Tal vez algún día una película se llamará Zita o Zita será el título del libro que cuente su historia, pero por ahora Zita es la compañera, el amor, la viuda de Aníbal Troilo. Un nombre pegado a una relación. Ladera externa de la fortaleza visible. En su cédula de identidad dice que nació en 1916 en Esmirna, Turquía, y que se llama Ida Calachi de Troilo, pero su nieto, Francisco Torné, hijo de la hija de Zita con otra pareja, dice en Siempre estoy llegando. El legado de Aníbal Troilo, un festín tanguero que escribieron Javier Cohen y Fernando Vicente y que publicó Libros del Zorzal, que su abuela había nacido dos años antes cuando Esmirna era territorio griego.
La historia de amor atraviesa invenciones de memoria apasionada y se construye con el recuerdo. Acordarse también es inventar. Dicen que fue una noche, cuando Zita llevó la ropa que hacía “para la gente de las boites, de los lugares nocturnos” al Casanova, el cabaret en el que él trabajaba con D'Agostino y Ciriaco Ortiz. “Yo fui a entregar una ropa, unos soirée, me fichó y me empezó a perseguir (…) no tenía interés en los gorditos pero después le tomé mucho cariño”.
En una entrevista que María Esther Gilio le hizo a Troilo (Crisis 1974) con acotaciones protagónicas de Zita mientras jugaba a los dados con su hermana, contó que cuando ella llegaba a los bailes y hacía aparecer su mano entre las cortinas con un anillo de aguamarina en el anular, él cruzaba la cortina y dejaba atrás al escenario. En las versiones devotas cambian el nombre del cabaret, la tela de las cortinas que ella abría con sus dedos brujos, aparecen una confitería, tres pocillos de café, una abuela y algún otro detalle, pero son solo eso, adornos para la misa.
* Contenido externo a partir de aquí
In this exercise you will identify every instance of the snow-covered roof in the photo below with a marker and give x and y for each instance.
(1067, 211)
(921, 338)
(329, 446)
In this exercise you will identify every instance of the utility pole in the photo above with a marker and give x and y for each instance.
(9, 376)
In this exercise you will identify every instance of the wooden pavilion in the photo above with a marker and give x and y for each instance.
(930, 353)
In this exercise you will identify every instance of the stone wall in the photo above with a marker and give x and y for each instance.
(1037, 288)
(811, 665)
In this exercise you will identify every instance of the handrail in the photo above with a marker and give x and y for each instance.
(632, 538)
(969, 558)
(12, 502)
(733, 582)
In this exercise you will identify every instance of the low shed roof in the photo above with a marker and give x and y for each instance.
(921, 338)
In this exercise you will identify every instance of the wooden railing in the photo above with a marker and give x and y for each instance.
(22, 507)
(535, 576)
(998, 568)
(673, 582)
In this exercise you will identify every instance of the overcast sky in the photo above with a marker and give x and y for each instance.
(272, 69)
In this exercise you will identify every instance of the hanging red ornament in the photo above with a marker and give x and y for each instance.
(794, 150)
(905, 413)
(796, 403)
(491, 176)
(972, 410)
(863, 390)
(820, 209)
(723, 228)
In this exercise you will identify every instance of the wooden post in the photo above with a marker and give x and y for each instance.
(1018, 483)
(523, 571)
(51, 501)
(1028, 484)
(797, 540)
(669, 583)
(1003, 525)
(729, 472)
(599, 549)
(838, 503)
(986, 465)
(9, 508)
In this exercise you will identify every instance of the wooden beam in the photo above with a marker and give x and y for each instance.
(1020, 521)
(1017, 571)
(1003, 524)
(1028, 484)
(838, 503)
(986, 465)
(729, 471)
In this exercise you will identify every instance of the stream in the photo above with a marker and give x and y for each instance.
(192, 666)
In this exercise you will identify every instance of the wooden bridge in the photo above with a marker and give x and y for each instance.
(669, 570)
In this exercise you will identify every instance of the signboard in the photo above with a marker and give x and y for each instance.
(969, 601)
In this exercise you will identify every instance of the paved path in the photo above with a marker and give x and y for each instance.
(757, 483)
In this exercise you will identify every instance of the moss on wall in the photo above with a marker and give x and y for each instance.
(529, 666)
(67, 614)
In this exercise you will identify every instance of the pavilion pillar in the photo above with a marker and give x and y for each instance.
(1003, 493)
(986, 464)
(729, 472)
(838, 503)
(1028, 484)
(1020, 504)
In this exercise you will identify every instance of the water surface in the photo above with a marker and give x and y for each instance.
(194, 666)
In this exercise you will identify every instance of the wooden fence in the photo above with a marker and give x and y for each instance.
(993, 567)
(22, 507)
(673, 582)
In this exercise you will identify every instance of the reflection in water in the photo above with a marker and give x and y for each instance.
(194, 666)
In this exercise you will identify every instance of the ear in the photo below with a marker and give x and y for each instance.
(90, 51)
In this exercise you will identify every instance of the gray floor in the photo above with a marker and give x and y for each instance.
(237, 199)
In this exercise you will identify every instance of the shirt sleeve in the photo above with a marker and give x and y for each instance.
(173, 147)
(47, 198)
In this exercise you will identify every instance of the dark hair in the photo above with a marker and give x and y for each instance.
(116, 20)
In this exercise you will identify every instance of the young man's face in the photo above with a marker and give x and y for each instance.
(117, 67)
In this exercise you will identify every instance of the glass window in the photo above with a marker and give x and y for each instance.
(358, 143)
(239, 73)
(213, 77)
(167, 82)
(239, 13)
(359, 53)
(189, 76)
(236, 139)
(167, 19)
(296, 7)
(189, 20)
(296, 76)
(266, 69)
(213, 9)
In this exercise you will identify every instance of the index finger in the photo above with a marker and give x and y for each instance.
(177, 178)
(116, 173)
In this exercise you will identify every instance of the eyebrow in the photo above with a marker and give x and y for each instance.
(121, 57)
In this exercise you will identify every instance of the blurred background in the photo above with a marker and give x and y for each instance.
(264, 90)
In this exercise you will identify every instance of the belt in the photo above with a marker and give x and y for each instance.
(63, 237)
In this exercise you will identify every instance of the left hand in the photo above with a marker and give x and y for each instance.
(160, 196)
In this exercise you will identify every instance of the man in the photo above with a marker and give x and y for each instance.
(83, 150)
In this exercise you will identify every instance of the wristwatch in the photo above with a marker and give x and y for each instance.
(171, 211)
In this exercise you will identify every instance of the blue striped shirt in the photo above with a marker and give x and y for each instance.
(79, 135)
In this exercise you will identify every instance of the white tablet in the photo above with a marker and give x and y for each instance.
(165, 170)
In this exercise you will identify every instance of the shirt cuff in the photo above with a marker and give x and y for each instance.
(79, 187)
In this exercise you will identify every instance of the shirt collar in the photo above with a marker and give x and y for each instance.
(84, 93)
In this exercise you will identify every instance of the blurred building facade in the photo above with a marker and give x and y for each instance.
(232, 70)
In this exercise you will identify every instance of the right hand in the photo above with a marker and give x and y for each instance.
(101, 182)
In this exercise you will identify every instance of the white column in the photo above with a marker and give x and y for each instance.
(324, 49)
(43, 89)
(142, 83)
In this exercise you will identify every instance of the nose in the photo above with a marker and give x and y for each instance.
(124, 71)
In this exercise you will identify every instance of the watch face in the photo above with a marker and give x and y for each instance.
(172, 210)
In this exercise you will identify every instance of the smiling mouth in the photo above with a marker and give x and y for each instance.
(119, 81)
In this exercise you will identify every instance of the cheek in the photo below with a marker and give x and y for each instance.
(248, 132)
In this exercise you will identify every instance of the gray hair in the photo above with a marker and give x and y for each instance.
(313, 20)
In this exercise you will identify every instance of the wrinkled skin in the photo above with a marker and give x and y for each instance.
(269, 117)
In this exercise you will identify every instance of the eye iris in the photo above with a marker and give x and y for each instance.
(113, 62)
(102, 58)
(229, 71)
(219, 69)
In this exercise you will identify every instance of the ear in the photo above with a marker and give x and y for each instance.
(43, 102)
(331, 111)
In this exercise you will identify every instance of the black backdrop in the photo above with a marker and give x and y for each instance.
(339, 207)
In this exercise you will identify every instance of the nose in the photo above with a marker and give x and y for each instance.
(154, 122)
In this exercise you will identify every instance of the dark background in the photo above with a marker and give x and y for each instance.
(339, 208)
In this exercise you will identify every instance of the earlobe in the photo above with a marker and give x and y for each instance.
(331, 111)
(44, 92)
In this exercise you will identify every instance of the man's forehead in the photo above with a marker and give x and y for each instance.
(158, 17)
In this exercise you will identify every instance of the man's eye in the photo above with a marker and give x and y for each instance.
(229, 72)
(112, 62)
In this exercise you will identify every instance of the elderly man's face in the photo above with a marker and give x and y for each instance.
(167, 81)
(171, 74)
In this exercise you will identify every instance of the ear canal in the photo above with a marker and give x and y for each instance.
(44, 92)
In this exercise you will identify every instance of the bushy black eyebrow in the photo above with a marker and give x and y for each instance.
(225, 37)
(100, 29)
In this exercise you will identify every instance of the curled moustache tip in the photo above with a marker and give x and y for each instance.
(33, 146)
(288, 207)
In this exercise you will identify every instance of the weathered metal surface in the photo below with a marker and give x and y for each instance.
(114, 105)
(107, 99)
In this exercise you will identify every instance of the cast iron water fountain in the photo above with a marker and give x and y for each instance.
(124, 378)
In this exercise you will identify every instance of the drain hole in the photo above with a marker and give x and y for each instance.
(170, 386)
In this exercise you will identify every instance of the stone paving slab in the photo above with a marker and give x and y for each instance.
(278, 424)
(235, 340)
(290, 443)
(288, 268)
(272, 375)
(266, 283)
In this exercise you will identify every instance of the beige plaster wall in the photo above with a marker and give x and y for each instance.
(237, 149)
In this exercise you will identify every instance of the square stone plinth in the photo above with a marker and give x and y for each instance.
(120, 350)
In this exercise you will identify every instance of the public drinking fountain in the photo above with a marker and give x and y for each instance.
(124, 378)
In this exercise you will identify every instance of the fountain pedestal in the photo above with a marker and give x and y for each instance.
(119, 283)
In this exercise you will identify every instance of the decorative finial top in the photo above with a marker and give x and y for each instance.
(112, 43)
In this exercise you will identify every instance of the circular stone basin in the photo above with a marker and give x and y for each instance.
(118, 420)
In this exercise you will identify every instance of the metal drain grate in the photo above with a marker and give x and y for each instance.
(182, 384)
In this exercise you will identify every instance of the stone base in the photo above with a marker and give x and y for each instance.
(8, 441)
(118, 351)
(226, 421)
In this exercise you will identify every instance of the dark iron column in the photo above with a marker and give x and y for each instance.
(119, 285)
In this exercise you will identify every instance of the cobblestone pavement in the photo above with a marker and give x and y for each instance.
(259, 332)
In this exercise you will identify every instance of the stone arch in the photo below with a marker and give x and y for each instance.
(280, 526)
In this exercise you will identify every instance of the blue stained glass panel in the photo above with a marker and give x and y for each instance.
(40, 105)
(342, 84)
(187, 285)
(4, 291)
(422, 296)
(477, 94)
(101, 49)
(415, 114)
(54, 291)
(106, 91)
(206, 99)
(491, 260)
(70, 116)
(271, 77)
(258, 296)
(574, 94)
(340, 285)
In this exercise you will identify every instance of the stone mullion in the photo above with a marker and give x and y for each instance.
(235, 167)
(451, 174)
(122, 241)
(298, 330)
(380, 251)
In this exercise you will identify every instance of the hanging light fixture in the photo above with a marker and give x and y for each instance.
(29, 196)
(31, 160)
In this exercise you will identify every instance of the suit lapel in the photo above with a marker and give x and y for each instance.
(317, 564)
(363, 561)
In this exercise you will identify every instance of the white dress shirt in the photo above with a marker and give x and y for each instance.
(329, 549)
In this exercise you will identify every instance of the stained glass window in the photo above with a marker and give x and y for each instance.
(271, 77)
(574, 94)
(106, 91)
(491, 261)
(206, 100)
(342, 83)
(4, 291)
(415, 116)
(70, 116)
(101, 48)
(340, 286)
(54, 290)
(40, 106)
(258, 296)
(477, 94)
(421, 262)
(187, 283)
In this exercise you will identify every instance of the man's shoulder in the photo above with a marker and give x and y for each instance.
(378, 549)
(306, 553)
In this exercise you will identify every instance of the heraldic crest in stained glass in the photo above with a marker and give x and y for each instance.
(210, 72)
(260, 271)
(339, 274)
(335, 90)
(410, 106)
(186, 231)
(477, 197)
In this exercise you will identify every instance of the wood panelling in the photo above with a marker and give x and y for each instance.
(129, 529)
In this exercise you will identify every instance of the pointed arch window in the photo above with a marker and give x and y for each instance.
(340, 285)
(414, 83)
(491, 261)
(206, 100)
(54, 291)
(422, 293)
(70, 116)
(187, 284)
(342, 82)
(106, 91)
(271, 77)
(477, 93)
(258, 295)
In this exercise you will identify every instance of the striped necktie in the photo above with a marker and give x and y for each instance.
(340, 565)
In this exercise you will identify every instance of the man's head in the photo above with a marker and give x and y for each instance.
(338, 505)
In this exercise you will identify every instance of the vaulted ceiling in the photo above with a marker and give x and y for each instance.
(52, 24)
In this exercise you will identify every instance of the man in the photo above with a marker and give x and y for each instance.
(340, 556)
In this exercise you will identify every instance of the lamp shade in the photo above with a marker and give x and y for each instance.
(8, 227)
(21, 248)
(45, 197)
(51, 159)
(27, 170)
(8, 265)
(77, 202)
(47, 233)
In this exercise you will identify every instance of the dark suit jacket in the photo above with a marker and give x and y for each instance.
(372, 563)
Se casaron por primera vez en 1938 y se volvieron a casar en 1957. Él decía que se habían casado cuatro veces, ella, que él era buen marido, buen amante y que cuando murió, la noche se había ido con él. Zita era la esposa del primer bandoneón patrio, vanguardia y fulgor porteño, la que le preparaba la ropa, el vaso con agua para las pastillas y por supuesto la mesa y la comida: “él se fue a comprar soda y volvió tres días después y sin la soda”, su amparo emocional, la que lo acompañaba cuando iban a elegir cantor o músico nuevo -Edmundo Rivero recordaba haberlos conocido el mismo día: “yo llevé mi guitarra y Troilo a Zita”-, la memoria archivista, la que guardaba el dinero porque él lo gastaba, jugaba o regalaba, la que echó a Berlingieri y a Baffa de la orquesta : “me tienen podrida estos dos, mi marido no tienen las pelotas, yo los voy a echar”, la que inventaba apodos y la que no quería esperar cuando pedía algo. La griega brava amiga de Bergara Leumann, la que quería a Goyeneche (él decía que cantar con Troilo se lo debía a ella) y la que se parecía a Evita en un retrato. La malvada controladora y la santa con paciencia de Penélope.
A Zita le gustaba Mar del Plata, en una foto que da vueltas por ahí está caminando con Piazzolla, Amelita Baltar y Troilo, ella está en el medio de los bandoneonistas, uno de cada brazo, Zita fuelle. En Siempre estoy llegando. El legado de Aníbal Troilo, Zita no tiene un capítulo propio y apenas aparece nombrada, sin embargo está ahí y sobrevuela cada nota, quizás porque estaba en él de modo indestructible y porque lo indestructible es no pensarlos juntos porque deberían andar por sus recodos, cada uno, y sin separación posible. Zita se llama uno de los cuatro movimientos de la Suite Troileana que Piazzolla compuso en 1975 como homenaje y es uno de los temas que más escuchan en Spotify quienes no conocen a Troilo. ¿Qué camino se recorre para llegar a un lugar desconocido? Acaso se llame Zita el punto de partida de ese camino.